Hausse alarmante des condamnations à mort et exécutions extrajudiciaires de manifestants en Iran

 Suite à la répression sanglante des manifestations à travers le pays, des milliers de personnes ont été arrêtées en lien avec ces manifestations.

La plupart des détenus sont actuellement incarcérés dans des centres de détention, des prisons et des installations non officielles ou secrètes sous le contrôle du Corps des gardiens de la révolution islamique (CGRI) et du ministère du Renseignement. Nombre d'entre eux sont maintenus en isolement complet, sans aucune information sur leur état, sans accès à leurs familles ni à leurs avocats, et totalement hors de tout contrôle judiciaire effectif.

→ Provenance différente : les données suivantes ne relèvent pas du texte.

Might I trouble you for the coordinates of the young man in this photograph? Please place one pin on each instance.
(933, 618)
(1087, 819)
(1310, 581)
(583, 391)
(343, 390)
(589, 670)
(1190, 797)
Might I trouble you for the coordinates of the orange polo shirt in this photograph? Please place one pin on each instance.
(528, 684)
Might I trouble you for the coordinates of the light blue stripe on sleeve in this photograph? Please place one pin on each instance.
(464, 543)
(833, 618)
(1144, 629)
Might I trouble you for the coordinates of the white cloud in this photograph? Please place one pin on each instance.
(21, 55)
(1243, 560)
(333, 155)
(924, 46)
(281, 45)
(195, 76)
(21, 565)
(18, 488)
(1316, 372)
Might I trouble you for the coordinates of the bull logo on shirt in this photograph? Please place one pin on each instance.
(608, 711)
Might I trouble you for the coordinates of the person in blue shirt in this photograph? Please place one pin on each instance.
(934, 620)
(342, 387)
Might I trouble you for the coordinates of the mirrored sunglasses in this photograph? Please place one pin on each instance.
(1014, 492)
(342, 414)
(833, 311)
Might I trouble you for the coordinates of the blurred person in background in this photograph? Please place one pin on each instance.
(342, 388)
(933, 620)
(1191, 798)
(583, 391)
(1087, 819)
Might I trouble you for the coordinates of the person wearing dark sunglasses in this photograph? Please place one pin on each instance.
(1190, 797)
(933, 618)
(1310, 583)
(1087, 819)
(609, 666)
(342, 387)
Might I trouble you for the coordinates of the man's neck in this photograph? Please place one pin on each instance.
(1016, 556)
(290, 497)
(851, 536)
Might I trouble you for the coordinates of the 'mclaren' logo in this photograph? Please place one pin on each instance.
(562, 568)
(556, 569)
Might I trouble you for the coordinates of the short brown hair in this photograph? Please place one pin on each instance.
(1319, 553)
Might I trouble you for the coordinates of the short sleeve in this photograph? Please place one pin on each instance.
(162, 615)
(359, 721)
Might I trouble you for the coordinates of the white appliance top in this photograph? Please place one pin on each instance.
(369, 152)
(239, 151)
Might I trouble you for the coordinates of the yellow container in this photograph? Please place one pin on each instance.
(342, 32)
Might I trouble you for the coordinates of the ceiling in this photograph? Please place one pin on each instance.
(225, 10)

De hauts responsables du régime iranien, dont le chef du pouvoir judiciaire, ont publiquement ordonné la tenue de procès accélérés et l'imposition de peines sévères. Ils qualifient systématiquement les manifestants de « terroristes », d'« agents étrangers » et de « mohareb » (accusés de faire la guerre à Dieu), des accusations passibles de la peine de mort en vertu de la loi iranienne. Depuis la première semaine des manifestations, les médias d'État ont diffusé des centaines d'aveux extorqués sous la contrainte, la torture et les menaces proférées contre les détenus et leurs familles.

De nombreux témoignages indiquent également que certains manifestants blessés en détention ont été abattus d'une balle dans le pied ou privés délibérément de soins médicaux, ce qui a entraîné leur mort. Il semblerait que plusieurs manifestants aient été exécutés en secret après leur arrestation, sans aucune procédure judiciaire.

Compte tenu des conditions épouvantables des détenus liés aux manifestations, une situation d'urgence est apparue en Iran qui requiert l'attention et l'action immédiates de la communauté internationale.

Le régime iranien cherche à étouffer toute nouvelle vague de protestation en instaurant un climat de terreur et à prolonger la survie d'un système instable et fragile. L'exécution est l'arme la plus efficace dont dispose ce gouvernement pour semer la peur et la terreur au sein de la société. Les autorités tentent de poursuivre le massacre des manifestants, désormais incarcérés dans les prisons et les centres de détention après avoir défilé dans les rues. Des milliers de manifestants détenus, sans défense et maintenus dans des conditions inhumaines, sont exposés à la torture, aux disparitions forcées et au risque imminent d'être exécutés ou tués à l'issue de procès-spectacles. De par sa responsabilité juridique et morale, la communauté internationale est tenue d'agir immédiatement pour protéger leurs vies.